– А почему бы и нет? Отличный, почти новый автомобиль, все документы в бардачке… – Джинджер обернулась на вопль Ханиката, а через мгновение уже снова пристально смотрела на Партлоу. – Пэрли, ты же умный мужик, найдешь способ перебить документы. Как, кстати, твое настоящее имя?
– Джон Партлоу.
– Ну, это ты кому-нибудь другому будешь рассказывать. И все-таки?
– Джон Партнэр.
– Ха, – тихо усмехнулась Джинджер. – Это звучит еще менее правдоподобно, чем Партлоу.
– Джон Парр.
Некоторое время собеседница внимательно изучала его и наконец сказала:
– Похоже, имен у тебя даже больше, чем у меня. Как тебе, кстати, имя Пэрли? Пойдет? А какую фамилию ты укажешь в документах на «паккард», мне фиолетово. Так, держи фонарик выше: подрежем у Дока лопатник, пока все к чертям кровью не залило.
– Слушай, ты никак совсем с катушек слетела? Какого черта ты наделала? Ты ведь только что застрелила человека! Он же сейчас сдохнет прямо на наших глазах!
– Ай, какая плохая Джинджер – застрелила человека!
– Посмотрим, как ты запоешь на электрическом стуле! Садистка несчастная!
Джинджер невозмутимо уперла ствол револьвера себе в подбородок.
– Слушай, Пэрли, вот тебе информация к размышлению: я два года кряду моталась по всей стране с этим докторишкой. Пришла на замену его предыдущей помощнице, Стелле. Так вот, она всячески отговаривала меня ввязываться в эту авантюру, потому что Ханикат уже тогда дышал через раз. Конечно же, я не послушалась. Отправившись с ним на гастроли, я никак не ожидала, что буду нянчиться с этим шестидесятивосьмилетним стариканом, словно с грудным младенцем.
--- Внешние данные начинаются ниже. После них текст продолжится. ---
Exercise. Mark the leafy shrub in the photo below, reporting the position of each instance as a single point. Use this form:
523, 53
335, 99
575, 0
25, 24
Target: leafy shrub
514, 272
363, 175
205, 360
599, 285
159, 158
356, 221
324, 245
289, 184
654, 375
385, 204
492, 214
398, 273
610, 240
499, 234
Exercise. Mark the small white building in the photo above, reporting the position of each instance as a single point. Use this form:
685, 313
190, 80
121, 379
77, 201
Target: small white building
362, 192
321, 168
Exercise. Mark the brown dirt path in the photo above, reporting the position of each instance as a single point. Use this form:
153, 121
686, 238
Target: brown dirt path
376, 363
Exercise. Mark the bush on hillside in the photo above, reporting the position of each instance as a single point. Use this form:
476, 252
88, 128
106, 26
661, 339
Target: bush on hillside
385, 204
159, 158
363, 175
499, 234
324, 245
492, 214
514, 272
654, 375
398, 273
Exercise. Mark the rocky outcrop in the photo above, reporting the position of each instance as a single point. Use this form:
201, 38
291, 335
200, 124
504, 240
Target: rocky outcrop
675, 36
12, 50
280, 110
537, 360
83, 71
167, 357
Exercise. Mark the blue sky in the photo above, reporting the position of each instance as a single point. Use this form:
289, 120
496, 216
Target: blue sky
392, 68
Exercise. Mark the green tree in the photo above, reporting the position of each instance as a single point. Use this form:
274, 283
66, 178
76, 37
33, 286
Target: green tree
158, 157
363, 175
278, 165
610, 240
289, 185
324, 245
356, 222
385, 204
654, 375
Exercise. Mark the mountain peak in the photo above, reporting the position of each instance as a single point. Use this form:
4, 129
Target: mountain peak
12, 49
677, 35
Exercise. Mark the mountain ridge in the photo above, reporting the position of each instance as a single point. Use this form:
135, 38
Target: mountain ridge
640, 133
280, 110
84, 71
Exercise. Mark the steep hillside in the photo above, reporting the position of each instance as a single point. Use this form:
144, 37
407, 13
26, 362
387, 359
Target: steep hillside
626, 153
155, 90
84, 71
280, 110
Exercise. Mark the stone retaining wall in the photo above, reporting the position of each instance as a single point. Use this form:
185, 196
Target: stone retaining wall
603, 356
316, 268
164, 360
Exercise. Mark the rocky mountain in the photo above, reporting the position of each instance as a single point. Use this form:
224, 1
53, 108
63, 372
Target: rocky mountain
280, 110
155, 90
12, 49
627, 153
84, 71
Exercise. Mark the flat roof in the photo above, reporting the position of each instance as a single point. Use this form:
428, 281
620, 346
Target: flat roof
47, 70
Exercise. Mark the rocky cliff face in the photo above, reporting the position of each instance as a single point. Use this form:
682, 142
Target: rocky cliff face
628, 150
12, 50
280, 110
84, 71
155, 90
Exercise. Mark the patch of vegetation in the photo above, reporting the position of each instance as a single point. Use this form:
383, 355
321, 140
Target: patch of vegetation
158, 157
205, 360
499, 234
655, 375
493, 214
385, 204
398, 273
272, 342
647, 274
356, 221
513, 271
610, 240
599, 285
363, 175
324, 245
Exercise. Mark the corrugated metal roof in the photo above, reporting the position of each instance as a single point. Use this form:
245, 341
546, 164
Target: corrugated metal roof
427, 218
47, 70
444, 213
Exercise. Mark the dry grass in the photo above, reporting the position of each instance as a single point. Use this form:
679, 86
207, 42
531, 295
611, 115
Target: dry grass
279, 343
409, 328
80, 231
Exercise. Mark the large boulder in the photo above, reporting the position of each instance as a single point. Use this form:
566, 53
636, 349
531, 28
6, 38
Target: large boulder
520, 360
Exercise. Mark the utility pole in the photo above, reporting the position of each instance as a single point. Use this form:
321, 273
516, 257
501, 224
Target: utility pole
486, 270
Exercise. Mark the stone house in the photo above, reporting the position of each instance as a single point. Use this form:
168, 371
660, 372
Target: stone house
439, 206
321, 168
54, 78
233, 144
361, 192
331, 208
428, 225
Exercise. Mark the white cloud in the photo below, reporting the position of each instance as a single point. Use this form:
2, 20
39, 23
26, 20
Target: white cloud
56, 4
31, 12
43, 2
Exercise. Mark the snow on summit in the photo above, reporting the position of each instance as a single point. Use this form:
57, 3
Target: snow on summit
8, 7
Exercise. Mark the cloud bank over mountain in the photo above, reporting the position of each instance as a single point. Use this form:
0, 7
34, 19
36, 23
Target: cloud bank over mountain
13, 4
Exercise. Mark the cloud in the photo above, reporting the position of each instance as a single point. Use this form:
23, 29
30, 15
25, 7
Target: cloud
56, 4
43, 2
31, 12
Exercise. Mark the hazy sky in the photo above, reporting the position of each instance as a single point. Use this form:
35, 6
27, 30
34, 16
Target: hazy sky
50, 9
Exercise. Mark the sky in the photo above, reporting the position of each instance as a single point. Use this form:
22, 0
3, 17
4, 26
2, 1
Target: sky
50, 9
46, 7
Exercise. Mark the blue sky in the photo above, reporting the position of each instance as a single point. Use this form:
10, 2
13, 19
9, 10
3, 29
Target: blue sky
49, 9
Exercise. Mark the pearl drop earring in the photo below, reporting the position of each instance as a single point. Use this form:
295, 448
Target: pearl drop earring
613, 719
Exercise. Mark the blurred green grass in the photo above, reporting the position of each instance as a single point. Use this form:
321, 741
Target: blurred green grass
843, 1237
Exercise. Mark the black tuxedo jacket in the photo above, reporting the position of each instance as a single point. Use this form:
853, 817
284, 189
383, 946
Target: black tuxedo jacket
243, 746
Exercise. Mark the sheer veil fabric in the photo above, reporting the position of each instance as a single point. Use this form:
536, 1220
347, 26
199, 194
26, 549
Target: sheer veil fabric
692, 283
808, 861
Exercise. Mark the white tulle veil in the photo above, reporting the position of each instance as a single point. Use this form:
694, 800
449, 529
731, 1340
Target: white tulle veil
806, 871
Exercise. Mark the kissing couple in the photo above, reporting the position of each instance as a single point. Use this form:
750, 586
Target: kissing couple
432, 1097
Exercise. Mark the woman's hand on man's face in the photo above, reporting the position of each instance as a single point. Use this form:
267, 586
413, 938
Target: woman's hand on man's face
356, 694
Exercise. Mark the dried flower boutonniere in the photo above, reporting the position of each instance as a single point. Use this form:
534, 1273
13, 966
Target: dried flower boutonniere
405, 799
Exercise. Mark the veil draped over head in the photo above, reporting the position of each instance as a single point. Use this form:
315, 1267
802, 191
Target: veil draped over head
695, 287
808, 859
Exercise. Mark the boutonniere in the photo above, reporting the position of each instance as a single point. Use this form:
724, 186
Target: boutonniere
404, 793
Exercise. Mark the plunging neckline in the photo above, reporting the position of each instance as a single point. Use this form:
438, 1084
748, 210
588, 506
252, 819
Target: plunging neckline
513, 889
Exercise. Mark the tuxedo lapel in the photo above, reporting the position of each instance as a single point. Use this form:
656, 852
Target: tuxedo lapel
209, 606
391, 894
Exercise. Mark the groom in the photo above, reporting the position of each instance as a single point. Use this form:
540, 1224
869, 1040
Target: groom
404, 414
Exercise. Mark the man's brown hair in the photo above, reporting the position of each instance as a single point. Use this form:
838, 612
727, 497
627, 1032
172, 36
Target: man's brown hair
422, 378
С выступлениями Ханикат еще худо-бедно справлялся, но в остальном он был просто невыносим. Да на его гребаном чердаке оказалось столько летучих мышей, что сам граф Дракула наложил бы в штаны! А теперь скажи-ка мне, Пэрли. Ты, если я в тебе не ошиблась, аферист со стажем. Как бы ты предпочел закончить свою жизнь? Хотел бы на старости лет гнить в доме престарелых и пускать пузыри в тарелку супа? Или ссаться в кровать? Не понимать, где ты и кто ты, пока тебе любезно не подскажут? Целые дни напролет давить идиотскую улыбку и наблюдать, как ползут стрелки часов, не догадываясь, какое нынче число и какой день недели? Или все-таки ты желал бы прожить жизнь быстро и ярко, как… – Тут Джинджер на мгновение задумалась. – Как Бонни и Клайд? Так накоптить в этом гребаном мире, чтобы потом еще долго помнили, кто такой Пэрли!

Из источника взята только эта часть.